Ken Aitken, head of the Nigerian tax division of PricewaterhouseCoopers (PwC), says for Africa the international economic crisis means a deceleration of development, greater unemployment in the wake of retrenchments by multinational companies, a shortage of foreign exchange and persistently high interest rates.
At the 12th annual PwC African Tax and Business Symposium he declared that governments would increase taxes in the current environment, even if they strongly deny it now. It's unavoidable, since money to keep struggling sectors afloat has to come from somewhere.
Africa is currently reacting in two ways to the growing budget deficits and the financial crisis. One is aggressive tax collection and the other is tax incentives to stimulate investment inflows.
In the case of South Africa, the government is doing both while countries like Morocco, Cameroon, Togo and Senegal are largely focusing on incentives for foreign investors.
According to Aitken, smaller countries, in particular, are offering incentives because they cannot expect much more from tax revenues.
In Cameroon the government has decided to reduce or abolish import duties on equipment for oil exploration.
Mali's government has decided to repay gold mining companies VAT claims that have accumulated over the years. But there are practical problems, especially in terms of the country's own cash flow.
In Togo the tax rate for companies has been reduced from 37% to 30%. In the Cape Verde Islands these rates have fallen from 30% to 25%.
In South Africa investment in the manufacturing sector, infrastructure and green projects is rewarded with tax incentives. In contrast, countries like Nigeria, Gabon, Ghana, the Democratic Republic of Congo (DRC) and even South Africa are raising taxes.
SA's tactics
South Africa is focusing on wealthy individuals, companies' conveyancing price policies and a punitive regime of fines for tax evasion.
In July this year Ghana instituted a 5% national fiscal stabilisation levy on companies in certain industries.
The DRC, which is always raising taxes, increased its sales tax from 13% to 15%, says Aitken.
Nigeria has experienced a significant decline in foreign investment inflows and many oil companies have decided to move to Angola because of problems in the Niger Delta.
In response to the revenue losses Nigeria has become much more aggressive in tax collection.
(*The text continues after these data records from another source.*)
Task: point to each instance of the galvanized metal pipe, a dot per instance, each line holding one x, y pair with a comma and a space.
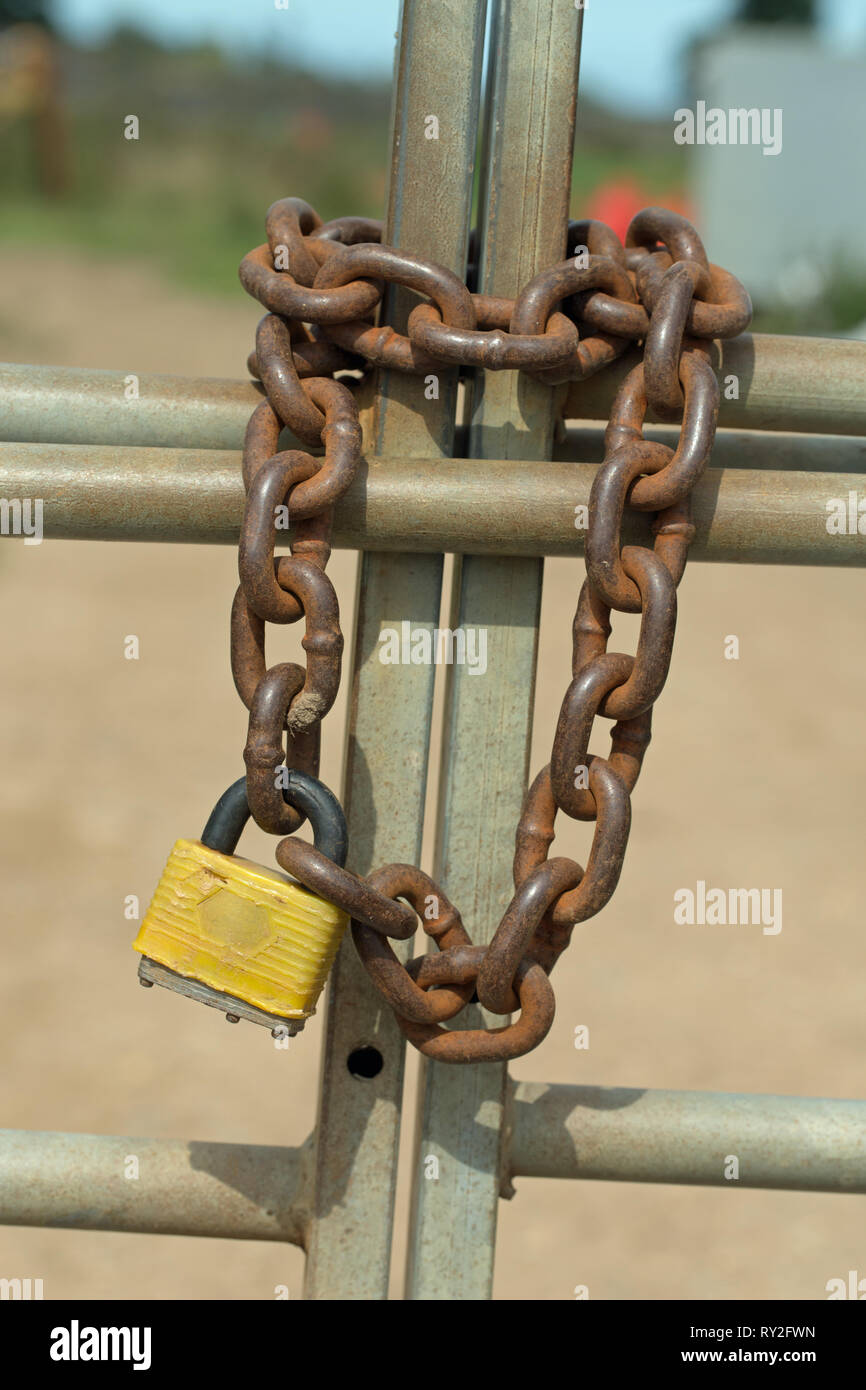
691, 1137
528, 125
816, 385
430, 198
154, 1186
736, 448
82, 405
483, 506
A commission for economic and financial offences has even been instituted. Project Eagle Eye is now also targeting tax issues which can lead to criminal prosecution.
Aitken says the commission's expertise regarding tax legislation is pretty poor, and the situation could become "dangerous".
And then racism is part of tax legislation in the Lagos State, which is one of 36. The projected tax rates on the earnings of European, Indian and black directors differ. Armed members of the police force have been known to walk into a director's office and lock up the premises because too little tax has allegedly been paid.
Detention in Nigeria, whether for a long or short period, is a nasty experience, Aitken points out.